05-08-2017 07:24 AM
You did the right thing by your mother and that is what matters. We had similar sisituation with DW mother she left $200K to deadbead daughter and $25K split 3 ways to pay for final situation. The $200K went to the same person who I have posted about before. DW had to guarantee funeral. DW and other relative each paid their parts but not "entitled". We got stuck paying her part also. We were surprised to learn 3 months down the road we owed the final 1/3 and DW sister had no intention of paying the final 1/3 and had blown $200K in 3 months. We just talked chalked it up to doing right by Betty and thats all that matters.
Backwoods, that is horrible and your DW got through it. A fool and money always part: 200 K in 90 days is nuts. Yep, most family beefs are about money and property. But as I got older, I now see is the slickest slime in my clan.
05-14-2017 11:43 AM
Yes I know Blackwizz750. The $200K could have made "entitled" a fresh new life and start but no. Drugs, cars, and junk. "Entitled" knows she is not welcome at our house. She and her husband have flipped between living in a car and homeless shelter for several years and I always worried I will get a call (or should I say DW) to come claim her body. I think potters field is the perfect place.
05-16-2017 06:59 AM
Never expecting to be paid back is the right attitude. I don't loan money to family or friends. I give it as a gift. If they pay me back then good and if not I already budgeted for it. Good job with explaining to children and understanding. Funeral expenses is cash cow. They make so much money. I told everyone I want to be cremated. I also have my own death benefits set up to lessen the burden. What about you mothers estate? That should go towards paying for expenses. Sell items, SS, retirement etc. As for you I am glad you have accepted this and now at peace with the outcome. At least you can sleep at night knowing that you were the one who cared enough for mother to cover expenses and I am sure she is greatly appreciative. Just learn the lesson of the burden and make sure that you have your own death benefits set up so the cycle ends with your mother.
05-16-2017 07:51 AM - edited 05-16-2017 07:56 AM
Thank You. I really try to be a good example for my children and plus it takes way too much energy to be bitter.

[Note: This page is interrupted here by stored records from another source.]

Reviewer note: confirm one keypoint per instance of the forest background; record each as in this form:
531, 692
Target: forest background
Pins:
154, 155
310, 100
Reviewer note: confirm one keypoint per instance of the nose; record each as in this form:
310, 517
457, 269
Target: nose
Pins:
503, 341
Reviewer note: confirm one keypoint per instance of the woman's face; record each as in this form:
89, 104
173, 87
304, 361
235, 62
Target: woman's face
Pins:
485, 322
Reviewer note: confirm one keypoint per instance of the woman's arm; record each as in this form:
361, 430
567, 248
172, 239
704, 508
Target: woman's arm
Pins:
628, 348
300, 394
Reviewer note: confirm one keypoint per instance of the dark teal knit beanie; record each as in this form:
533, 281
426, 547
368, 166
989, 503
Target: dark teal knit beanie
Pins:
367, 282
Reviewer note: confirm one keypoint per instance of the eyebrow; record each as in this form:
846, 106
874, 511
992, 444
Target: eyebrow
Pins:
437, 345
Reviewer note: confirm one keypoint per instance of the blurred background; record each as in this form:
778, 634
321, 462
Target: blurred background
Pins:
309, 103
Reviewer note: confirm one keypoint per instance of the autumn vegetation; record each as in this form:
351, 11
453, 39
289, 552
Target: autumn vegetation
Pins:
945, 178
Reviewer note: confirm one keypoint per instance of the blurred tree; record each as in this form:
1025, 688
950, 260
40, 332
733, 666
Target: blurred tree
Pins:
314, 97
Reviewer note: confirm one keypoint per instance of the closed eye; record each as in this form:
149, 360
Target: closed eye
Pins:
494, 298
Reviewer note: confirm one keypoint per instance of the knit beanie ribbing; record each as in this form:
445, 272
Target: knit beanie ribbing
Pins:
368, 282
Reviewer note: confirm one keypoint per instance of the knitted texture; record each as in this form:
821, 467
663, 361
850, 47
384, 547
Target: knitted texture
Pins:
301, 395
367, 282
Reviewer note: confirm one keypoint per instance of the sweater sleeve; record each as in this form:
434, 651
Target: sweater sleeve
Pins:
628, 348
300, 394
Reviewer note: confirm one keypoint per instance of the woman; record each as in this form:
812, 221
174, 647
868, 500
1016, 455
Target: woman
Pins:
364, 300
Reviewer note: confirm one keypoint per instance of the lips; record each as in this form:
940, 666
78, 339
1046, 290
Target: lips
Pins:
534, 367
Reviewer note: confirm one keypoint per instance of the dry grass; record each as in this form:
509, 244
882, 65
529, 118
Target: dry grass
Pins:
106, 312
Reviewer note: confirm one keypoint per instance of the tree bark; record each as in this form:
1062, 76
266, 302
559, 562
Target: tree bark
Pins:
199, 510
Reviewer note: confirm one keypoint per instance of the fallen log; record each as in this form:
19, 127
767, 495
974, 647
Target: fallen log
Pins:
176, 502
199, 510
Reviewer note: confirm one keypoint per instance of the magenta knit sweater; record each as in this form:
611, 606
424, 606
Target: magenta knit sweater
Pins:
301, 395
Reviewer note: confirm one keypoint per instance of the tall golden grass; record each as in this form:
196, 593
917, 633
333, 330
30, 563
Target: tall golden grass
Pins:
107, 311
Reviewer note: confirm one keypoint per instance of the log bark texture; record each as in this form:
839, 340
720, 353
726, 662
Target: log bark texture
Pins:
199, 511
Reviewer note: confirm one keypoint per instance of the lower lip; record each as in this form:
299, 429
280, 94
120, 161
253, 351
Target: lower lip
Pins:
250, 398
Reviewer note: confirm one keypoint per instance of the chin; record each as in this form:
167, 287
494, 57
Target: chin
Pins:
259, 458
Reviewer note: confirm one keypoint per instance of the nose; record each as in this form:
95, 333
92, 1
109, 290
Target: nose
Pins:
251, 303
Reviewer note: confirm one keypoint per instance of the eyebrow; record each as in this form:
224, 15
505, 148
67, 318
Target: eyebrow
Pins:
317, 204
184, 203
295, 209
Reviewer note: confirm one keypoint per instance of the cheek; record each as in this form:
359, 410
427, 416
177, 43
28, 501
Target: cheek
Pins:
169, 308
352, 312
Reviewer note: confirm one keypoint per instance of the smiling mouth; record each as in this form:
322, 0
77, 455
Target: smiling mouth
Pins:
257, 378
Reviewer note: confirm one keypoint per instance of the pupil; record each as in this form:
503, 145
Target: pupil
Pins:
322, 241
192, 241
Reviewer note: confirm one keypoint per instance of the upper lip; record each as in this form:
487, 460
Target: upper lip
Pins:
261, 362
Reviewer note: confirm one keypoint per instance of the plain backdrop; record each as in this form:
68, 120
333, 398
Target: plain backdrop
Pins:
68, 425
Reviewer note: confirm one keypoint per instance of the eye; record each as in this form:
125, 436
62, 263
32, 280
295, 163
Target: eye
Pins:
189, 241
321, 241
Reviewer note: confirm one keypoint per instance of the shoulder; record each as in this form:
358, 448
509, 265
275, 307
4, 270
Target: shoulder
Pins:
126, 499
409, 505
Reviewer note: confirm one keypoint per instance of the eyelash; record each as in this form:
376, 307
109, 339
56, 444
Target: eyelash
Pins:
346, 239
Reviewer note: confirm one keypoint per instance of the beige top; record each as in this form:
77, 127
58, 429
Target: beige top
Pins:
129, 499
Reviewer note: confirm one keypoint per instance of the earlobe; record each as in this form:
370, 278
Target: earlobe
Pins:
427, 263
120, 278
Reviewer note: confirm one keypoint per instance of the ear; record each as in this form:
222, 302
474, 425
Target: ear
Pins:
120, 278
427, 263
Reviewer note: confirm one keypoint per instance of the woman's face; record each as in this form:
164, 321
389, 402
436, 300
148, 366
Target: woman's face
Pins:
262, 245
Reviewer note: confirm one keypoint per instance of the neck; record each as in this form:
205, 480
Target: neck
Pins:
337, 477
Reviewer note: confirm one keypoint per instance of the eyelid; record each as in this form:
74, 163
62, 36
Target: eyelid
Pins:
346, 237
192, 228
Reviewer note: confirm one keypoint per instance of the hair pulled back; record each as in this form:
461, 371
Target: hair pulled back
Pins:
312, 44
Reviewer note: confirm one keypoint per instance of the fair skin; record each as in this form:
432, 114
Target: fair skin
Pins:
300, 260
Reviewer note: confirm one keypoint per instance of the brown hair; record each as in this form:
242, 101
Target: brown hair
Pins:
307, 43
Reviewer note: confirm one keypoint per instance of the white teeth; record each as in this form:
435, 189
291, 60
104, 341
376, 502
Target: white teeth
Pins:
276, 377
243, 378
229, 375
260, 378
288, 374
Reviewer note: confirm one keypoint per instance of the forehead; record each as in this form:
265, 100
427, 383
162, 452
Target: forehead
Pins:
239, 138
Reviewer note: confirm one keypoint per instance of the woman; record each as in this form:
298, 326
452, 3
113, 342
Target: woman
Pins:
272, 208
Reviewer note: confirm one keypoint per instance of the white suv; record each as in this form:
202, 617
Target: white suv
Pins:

As far as Mom's estate..I have no idea if she had anything, I have discovered since then that she had a small life insurance policy (FB tells on you all the time..lol) and brother, sister were beneficiaries.
Hmmm... maybe that's why they haven't talked to me since..
Guilty Minds I guess
**Edited to add** I made sure that anything to do with my final wishes have been paid in full..I would never want to burden my kids with that kind of debt..and the military will provide a headstone/marker at no cost so no worries for them there
05-18-2017 12:12 PM
05-18-2017 01:08 PM
Nevertooldtolearn, you are much stronger from your experiences. And yes, FB always tell on you as human nature and social media promotes the "look at me" era. Instead of church or family gatherings people show off cars, homes, and new junk when a windfall has showered them. Thank you! and you are so right
everyone was mad at dw for few months. Now they get alone better this time around. It's funny when a couple grand doesn't change hands and DW stops the bleeding. It takes alot of strength to stop enabling, you did the right thing letting DW make that decision, she knows you have her back and will support her decisions ...That is a beautiful thing!!!
05-24-2017 06:51 AM
It's hard to read is how some parents KNOW that some of their children are not financially responsible, but rather than appoint a trustee to dole out their assets after they pass, they give the majority of the assets to the child who is least responsible in an effort to "take care of them." This almost never works... just look at the statistics of how often major lottery winners go bankrupt in a short amount of time.
My plan for my assets after I pass (assuming I have children) is to put the majority of their inheritance into a Trust, administered by an netrual party (read: non family memer). IF they are significant, distributions would be stepped at milestones.... something like 18, and 25 years old, with other funds available to pay for education.
My heart goes out to anybody in the situations mentioned above in other replies... my wife's family went through something similar with her grandmother.